Carlson’s shot had gone in the net, which Pens goalie Tomas Vokoun had prematurely left.
Green himself had been involved in a jaw-dropping goal in the first, when a hit from the Pens in their zone left him slow getting up by the boards. Everyone shifted to the other side of the ice, forgetting about Green, who managed to get up and skate back to midway in the Pens’ zone.
It was at that point that Mike Ribeiro sent the puck away from the boards to Woltek Wolski, who was nearer the center of the Pens’ zone.
“I got the puck, and my first reaction was to shoot,” Wolski said. “Greenie yelled out right at the last second.”
Green was wide open.
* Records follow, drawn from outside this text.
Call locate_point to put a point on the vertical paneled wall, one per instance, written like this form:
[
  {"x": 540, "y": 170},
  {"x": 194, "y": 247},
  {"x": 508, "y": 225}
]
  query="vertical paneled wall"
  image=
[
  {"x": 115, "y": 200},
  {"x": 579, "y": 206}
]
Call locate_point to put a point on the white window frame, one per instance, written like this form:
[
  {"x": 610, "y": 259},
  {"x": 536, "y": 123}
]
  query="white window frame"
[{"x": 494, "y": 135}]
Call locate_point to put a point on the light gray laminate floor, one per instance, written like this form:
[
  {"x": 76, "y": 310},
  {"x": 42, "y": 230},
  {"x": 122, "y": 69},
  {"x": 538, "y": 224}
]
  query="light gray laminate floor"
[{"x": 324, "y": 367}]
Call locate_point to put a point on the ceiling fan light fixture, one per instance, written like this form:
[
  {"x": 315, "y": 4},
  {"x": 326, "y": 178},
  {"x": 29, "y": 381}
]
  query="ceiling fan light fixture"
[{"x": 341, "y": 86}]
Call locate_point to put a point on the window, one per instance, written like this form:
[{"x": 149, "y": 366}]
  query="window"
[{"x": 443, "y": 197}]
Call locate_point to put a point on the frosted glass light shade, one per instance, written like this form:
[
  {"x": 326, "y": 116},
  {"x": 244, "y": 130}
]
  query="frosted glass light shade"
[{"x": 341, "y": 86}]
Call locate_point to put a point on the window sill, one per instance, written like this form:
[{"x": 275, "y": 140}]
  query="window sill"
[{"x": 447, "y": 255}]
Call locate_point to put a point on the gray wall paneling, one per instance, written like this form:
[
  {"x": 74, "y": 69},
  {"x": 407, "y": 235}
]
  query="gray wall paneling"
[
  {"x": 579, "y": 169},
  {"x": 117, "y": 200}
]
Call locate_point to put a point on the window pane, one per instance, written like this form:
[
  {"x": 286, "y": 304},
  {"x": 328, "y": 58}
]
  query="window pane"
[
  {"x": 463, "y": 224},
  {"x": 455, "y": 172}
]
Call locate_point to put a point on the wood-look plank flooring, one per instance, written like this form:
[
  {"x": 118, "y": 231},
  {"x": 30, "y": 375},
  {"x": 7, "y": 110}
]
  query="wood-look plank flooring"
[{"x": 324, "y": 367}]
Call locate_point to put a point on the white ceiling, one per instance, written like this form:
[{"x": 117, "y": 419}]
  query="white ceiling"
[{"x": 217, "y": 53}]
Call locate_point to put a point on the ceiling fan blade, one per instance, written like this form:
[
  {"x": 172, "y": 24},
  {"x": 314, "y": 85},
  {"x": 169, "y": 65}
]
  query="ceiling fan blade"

Wolski passed, Green shot, and the result was the Capitals’ first goal of the game.
Perhaps they should have celebrated longer, because these two goals were the last time they’d be close to having an even scoreboard.
Although head coach Adam Oates said postgame his team played a good, solid hockey game barring a “couple of mistakes,” the mistakes lead to a 6-3 loss to a bitter rival.
Despite a roster that includes Alex Ovechkin, Nicklas Backstrom and two strong power play shots from the point in Mike Green and John Carlson, the Caps simply can’t find the right combinations to match Pittsburgh’s offensive firepower as they have been able to in recent years. I don’t know what the scouting report that opposing teams study for the Caps looks like, but the places for exploitation are pretty simple: a painfully slow power play which depends far too much on peripheral passing; a hesitancy to go to the net, so a defending team automatically doesn’t have to worry about or defend that real estate; a slow blueline; a habit of screening their own goalie; little attention to detail; surprisingly weak goaltending of late; easily distracted from playing a full 60 minutes.
Frankly, none of these are particularly new problems in D.C., with the exception of the less-than-stellar goaltending. But when you’re not winning, and you can’t turn offensive zone presence into goals, the problems finally can’t hide anywhere.
In fact, the Capitals’ power play goal Sunday was an excellent example of what they don’t normally do enough of: go to the net, and position themselves to fight for the puck there when a shot or pass is made. The Capitals’ Mike Ribeiro turned that into a successful formula for goal 3, but it’s not one you see the team utilize much.
Capitals winger Troy Brouwer saw net traffic as an issue.
“We needed more bodies around the net. We didn’t have very many second opportunities. It was one and done,” Brouwer said.
The good news in all of this is Carlson, for example, still believes in the system. The players don’t seem nearly as confused about their play as it is to watch.
“If we stick to what we’ve been taught, and it clearly works, I find it’s just taken us too long to get back to it once there’s a breakdown,” he said.
And the Penguins’ captain still paid deference to the construction of the Capitals’ roster.
“[The Capitals] are a dangerous hockey team–they showed that today,” Crosby said.
That is the great riddle, in fact, of the Caps. Offensively speaking, they have dangerous talent. And they have stalwart third and fourth liners with guys like Jay Beagle, Joey Crabb and Matt Hendricks. But you’d never know this to look at the final score. And that, in the confines of the game, is the thing that matters most.